The Parker solar probe will continue its incursions in the vicinity of the king star. The BepiColombo continues the journey undertaken in 2018 towards Mercury, where its arrival is expected in December 2025. The TESS telescope will complete the first part of its mission to search for exoplanets (it has already located a thousand candidates) and, according to the approved plans recently by NASA, it will extend its observations until 2022.

The new manned ships

The dragon capsule

It is expected that, by 2020, Dragon 2 vehicles (from Space X) and the Starliner CST-100 (from Boeing) will make their first manned flights, which would restore the US's ability to put astronauts into orbit, a capacity that became extinct since that the space shuttle Atlantis made its last flight in 2011. The Dragon has already successfully joined the International Space Station in an unmanned test conducted last March.

We must not forget, however, that both vehicles have suffered numerous delays and that, specifically, the Dragon suffered an explosion during a test in Florida last April and the first unmanned Starliner test failed in its attempt to reach The space station just a few days ago.
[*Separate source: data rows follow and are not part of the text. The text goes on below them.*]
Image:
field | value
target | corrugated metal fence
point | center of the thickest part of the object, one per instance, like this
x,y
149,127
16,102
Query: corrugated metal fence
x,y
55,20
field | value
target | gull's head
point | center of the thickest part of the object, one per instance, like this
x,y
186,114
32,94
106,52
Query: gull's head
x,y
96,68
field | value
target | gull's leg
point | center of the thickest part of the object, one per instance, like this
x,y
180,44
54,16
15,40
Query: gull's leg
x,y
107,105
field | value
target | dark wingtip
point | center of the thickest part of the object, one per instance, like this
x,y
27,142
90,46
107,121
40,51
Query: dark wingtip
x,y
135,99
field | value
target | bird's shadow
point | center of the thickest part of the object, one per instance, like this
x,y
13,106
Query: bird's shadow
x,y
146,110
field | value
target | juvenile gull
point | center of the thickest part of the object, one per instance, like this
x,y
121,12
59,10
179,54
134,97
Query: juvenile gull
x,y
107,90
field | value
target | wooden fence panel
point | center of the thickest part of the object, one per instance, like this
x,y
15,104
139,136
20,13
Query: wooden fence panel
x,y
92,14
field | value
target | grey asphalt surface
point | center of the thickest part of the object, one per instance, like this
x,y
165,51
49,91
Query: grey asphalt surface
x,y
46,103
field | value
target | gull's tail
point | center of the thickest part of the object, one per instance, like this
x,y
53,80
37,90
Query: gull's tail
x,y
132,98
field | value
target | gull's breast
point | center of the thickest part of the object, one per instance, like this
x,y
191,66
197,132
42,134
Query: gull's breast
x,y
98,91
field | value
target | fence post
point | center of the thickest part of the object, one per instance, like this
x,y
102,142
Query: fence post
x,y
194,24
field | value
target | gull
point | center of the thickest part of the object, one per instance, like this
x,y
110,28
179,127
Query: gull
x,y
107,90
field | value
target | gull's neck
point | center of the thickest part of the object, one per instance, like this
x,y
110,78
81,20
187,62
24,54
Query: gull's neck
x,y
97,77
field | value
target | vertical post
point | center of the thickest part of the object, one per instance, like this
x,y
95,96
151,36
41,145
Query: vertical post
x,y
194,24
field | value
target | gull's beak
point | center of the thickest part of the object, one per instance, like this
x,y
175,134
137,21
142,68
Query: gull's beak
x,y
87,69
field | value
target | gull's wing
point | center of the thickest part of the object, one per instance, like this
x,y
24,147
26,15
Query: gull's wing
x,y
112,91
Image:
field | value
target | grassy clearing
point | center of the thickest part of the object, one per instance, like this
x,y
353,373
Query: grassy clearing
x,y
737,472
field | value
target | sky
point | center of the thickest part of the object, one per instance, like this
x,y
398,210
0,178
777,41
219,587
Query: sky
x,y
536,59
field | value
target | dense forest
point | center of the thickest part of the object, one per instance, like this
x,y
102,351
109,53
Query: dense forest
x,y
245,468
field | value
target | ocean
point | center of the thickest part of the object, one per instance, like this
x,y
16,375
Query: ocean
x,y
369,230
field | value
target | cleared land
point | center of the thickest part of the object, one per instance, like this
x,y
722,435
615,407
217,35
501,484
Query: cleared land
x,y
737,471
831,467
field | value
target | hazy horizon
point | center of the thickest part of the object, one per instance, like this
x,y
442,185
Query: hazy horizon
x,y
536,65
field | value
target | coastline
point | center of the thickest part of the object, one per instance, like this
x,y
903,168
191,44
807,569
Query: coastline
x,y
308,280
In parallel, NASA continues with the development of the Orion spacecraft, part of an ambitious project that should allow the US to travel to the Moon and Mars in the coming decades.

The astronomers nightmare

During 2020 we will also see the vertiginous progression in the launching of mega-constellations of satellites. The Starlink constellation (from Space X), built to facilitate broadband Internet connections, will initially have 1,600 satellites of which 122 are already in orbit. The launches by groups of 60 satellites will continue in 2020 and in the following years. By the middle of the decade, this constellation could include some 12,000 satellites. In parallel, Amazon is planning to launch a constellation, called Kuiper, of more than 3,000 satellites, Samsung plans another of almost 5,000 and there are several other projects that, each, include a thousand satellites.

StarlinkSpace X constellation satellites

It is expected that within a few years we will have tens of thousands of satellites orbiting our planet. Since the objective of such constellations is to guarantee complete coverage of the globe, from each point and at all times there will always be several of them that will be visible. After dark and before dawn, depending on their height, many of these satellites will remain illuminated by the Sun and will appear as bright spots that travel through the celestial vault.

Of course, this situation is already a nightmare for astronomers who begin to fear that the sky will be filled with those luminous points that will cross the field of view of an observation, leaving numerous traces in the long photographic exhibitions. Deep sky astronomy could become an impracticable discipline.

Of course, spectroscopic observations will also be affected. And the radio broadcasts of such satellites could also completely ruin radio astronomy. It is therefore essential that the satellite constellations are carefully planned, that only the essential ones are launched and that those that are launched do not reflect sunlight. With these projects humanity plays the possibility of contemplating and studying the cosmos.

Rafael Bachiller is director of the National Astronomical Observatory (National Geographic Institute) and academic of the Royal Academy of Doctors of Spain.